The Harra supports online legislation

Casino giant Harrer Entertainment on Wednesday introduced a bill that would allow individuals to gamble on the internet in the U.S., which could open up a whole new market for owners of the Poker World Series.

The 2009 Internet Gambling Regulation, Consumer Protection and Enforcement Act, introduced by Democratic Rep. Barney Frank on Wednesday, is to establish a framework that allows licensed gambling operators to gamble in the United States.

The legislation provides safeguards against compulsory and underage gambling, money laundering, fraud and identity theft.

“We really believe that this industry already exists,” said Jan Jones, senior vice president of communications and government relations at Harah’s Entertainment. “It just exists in the Wild West environment. If you’re protecting children and saying you’re interested in fraud and money laundering, the only way to enforce those protections is to create a strong regulatory framework.”

The casino company spent $405,087 in the first quarter and registered as a lobbyist to build support for the new offer. 온라인경마

Harra’s Entertainment also hired Tony Podesta, a longtime Democratic fundraiser who has lobbied for Walmart and Sally May, and his brother John Podesta, an adviser to President Barack Obama.

Jones said Americans already spend $6 billion annually on gambling in an unregulated online environment.

The bill will enact regulations that will be implemented by the U.S. Treasury Department. The federal department will also issue licenses to Internet gambling operators.

Frank’s bill was co-sponsored by Shelley Buckley, D-Nev., a district that includes Clark County.

It will repeal the 2006 Illegal Internet Gambling Enforcement Act, which criminalized banks or other institutions from handling financial transactions used to place illegal bets online.

The Bush administration implemented the restrictions, which are scheduled to take effect on Dec. 1, to enforce the ban on banking.

A separate bill introduced by Frank on Wednesday would delay the entry into force of these regulations.

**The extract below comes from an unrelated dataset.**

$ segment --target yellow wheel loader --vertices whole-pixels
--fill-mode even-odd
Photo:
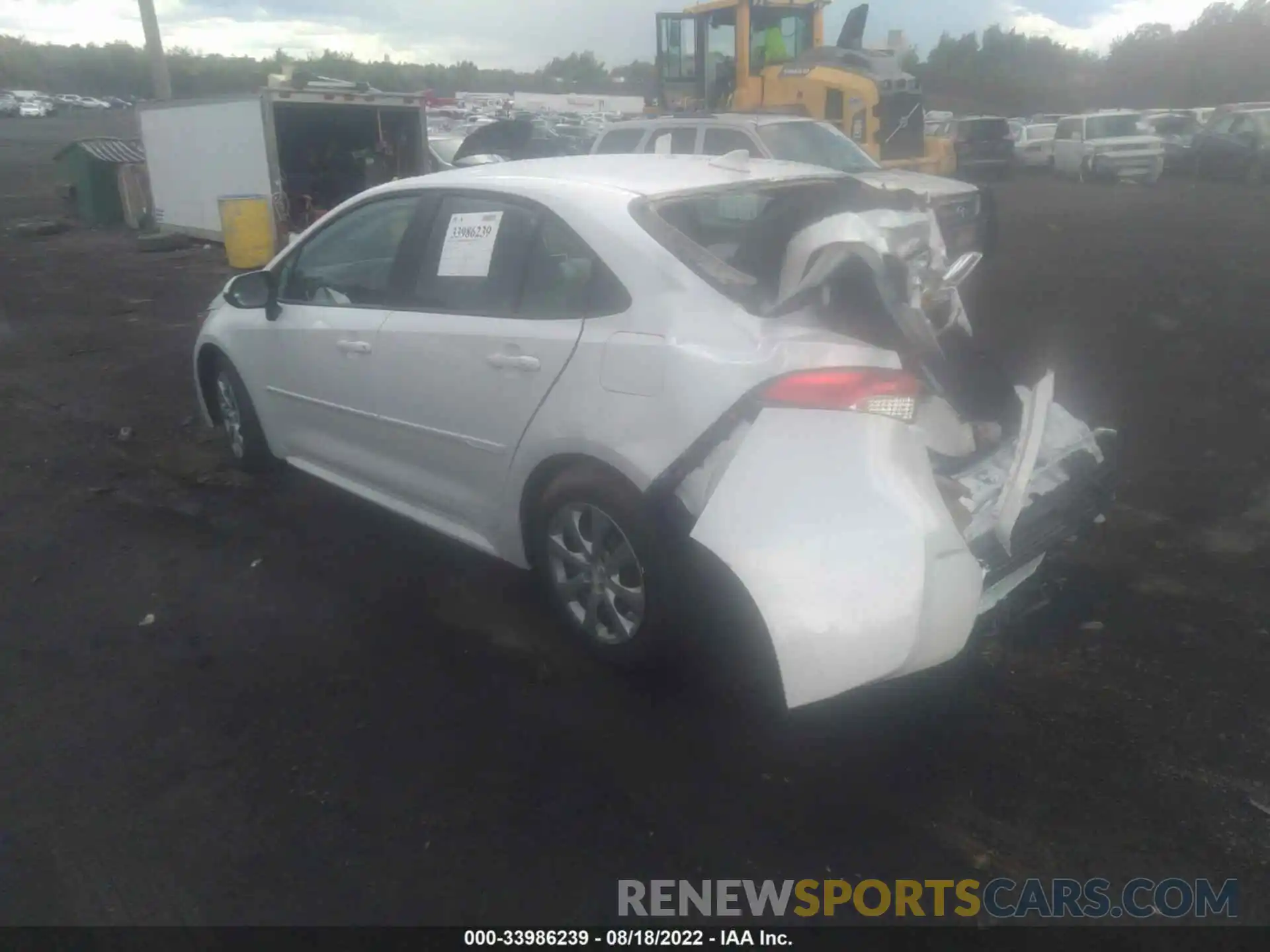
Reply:
[[[790,112],[831,122],[889,169],[951,174],[927,138],[922,90],[893,50],[865,50],[869,5],[824,46],[829,0],[711,0],[657,14],[663,112]]]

“What we have now is an unfeasible law passed by opponents of every game, whether it’s Las Vegas adults or online,” Buckley said in a statement. “So there’s no question that we should act to correct the problems caused by this failed drive to ban internet gaming.”

Similar legislation failed in the last Parliament.

MGM Mirage has expressed support for legalizing, regulating and taxing internet gambling, but company executives have warned it has not read Frank’s new legislation to see if it is the right one to support.

Alan Feldman, MGM Mirage’s senior vice president of public relations, said the 2006 law passed without a hearing was a bad law.

“The original ban was really outrageous and outrageous,” Feldman said.

Poker Players Alliance, led by and former Senator Alphonse Damato, is also lobbying for legalization of online gambling.

Not all supporters of online gaming have expressed comprehensive support for the new legislation.

David G. Schwartz of the University of Nevada, the director of the Center for Gaming Research in Las Vegas, expressed concern about having the federal government oversee the gaming industry. He said the new proposal would establish what he describes as basically a Federal Gaming Control Board.

“This is contrary to 220 years of interpreting the constitution that states have the right to regulate gaming, which the federal government will regulate gambling,” Schwartz said. “This appears to promote an overly complicated bureaucracy for the gaming industry.”

Jones said he supports Hara’s federal oversight role because regulating online gambling at the state level is nearly impossible.

“The essence of internet gaming is that people can play games all over the world,” Jones said. “It makes a lot more sense to have federal regulatory oversight with state approval that this bill provides.”